Шрифт:
Закладка:
– Дай мне объясниться... – осторожно касаюсь его ладони, но он сбрасывает мои пальцы, грубо толкая в сторону.
– Пошли, – "доиграем этот фарс, а объяснять буду я. Дома" – вот развёрнутый контекст его приказа, который я убито читаю в суженных зрачках. Теперь идея провести ночь на цепи во дворе кажется избавлением. Милосердным и недосягаемым, потому что моя попытка защитить своё будущее разочаровала его до того уровня, когда шансов исправиться попросту не дают.

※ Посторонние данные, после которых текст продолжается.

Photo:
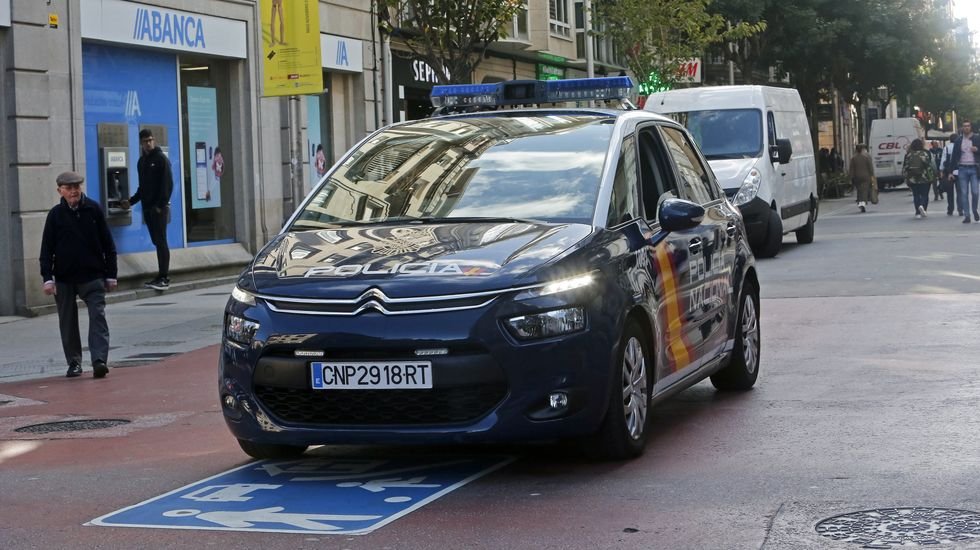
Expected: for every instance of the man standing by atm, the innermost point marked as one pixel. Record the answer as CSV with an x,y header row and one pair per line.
x,y
156,184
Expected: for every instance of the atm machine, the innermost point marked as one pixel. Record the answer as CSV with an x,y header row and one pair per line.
x,y
114,178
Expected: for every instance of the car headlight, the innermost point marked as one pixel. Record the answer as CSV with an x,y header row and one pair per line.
x,y
547,324
565,285
240,330
243,296
750,187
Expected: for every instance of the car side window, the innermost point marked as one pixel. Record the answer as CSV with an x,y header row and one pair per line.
x,y
656,180
624,202
694,180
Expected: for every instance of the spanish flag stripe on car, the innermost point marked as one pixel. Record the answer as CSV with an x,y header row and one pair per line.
x,y
678,350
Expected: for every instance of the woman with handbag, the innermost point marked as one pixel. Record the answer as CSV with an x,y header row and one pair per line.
x,y
862,174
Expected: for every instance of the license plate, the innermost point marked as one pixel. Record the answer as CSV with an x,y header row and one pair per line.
x,y
388,375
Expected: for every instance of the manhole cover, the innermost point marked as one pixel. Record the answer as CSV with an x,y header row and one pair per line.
x,y
885,527
72,425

Встать на колено* – Когда у цыганки рождается сын, мужчина становится на колено – это высший признак благодарности, (к девочке первые полгода может даже не подойти).

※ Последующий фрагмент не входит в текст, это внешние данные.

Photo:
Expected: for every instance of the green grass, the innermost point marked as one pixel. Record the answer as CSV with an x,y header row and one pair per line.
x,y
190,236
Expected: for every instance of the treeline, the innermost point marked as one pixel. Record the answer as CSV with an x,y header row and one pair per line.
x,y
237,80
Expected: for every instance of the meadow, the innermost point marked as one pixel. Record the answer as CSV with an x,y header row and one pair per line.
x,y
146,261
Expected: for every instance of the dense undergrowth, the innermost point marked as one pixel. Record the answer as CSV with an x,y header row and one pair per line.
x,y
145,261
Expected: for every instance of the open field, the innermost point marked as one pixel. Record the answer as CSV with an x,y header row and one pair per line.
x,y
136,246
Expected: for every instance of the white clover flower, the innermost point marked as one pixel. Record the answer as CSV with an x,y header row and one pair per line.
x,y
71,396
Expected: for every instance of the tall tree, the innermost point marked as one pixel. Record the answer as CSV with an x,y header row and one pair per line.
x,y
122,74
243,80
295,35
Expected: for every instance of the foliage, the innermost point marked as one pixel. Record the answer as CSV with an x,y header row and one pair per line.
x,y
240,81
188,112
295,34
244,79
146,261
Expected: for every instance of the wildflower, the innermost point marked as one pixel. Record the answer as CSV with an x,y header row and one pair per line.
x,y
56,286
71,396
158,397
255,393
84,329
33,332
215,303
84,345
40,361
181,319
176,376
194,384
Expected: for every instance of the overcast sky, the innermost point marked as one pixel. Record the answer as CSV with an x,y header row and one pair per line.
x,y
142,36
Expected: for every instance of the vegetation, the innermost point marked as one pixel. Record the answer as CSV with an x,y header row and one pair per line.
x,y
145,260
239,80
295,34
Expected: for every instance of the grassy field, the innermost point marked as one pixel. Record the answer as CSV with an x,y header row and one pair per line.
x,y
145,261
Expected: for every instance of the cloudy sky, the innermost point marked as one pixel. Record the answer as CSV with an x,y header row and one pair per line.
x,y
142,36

Я сижу в машине мужа, на переднем сидении, содрогаясь от агрессивных ритмов бас-гитары. По сцепленным на коленях пальцам играет дрожь, в голове разрываются барабаны, но больше всего по вискам шибает напряжённое молчание Драгоша. Он не вымолвил ни слова, даже пока его родители в один голос возмущались вопиющей развязности, с которой я якобы кинулась зажиматься с ним у машины. Папаша так вообще многозначительно напомнил, что нормальный мужик с первых дней брака должен поколачивать жену в профилактических целях и с сожалением вспоминал золотые времена, когда жених уже на свадьбе стегал свою женщину кнутом, приучая к хозяйской руке.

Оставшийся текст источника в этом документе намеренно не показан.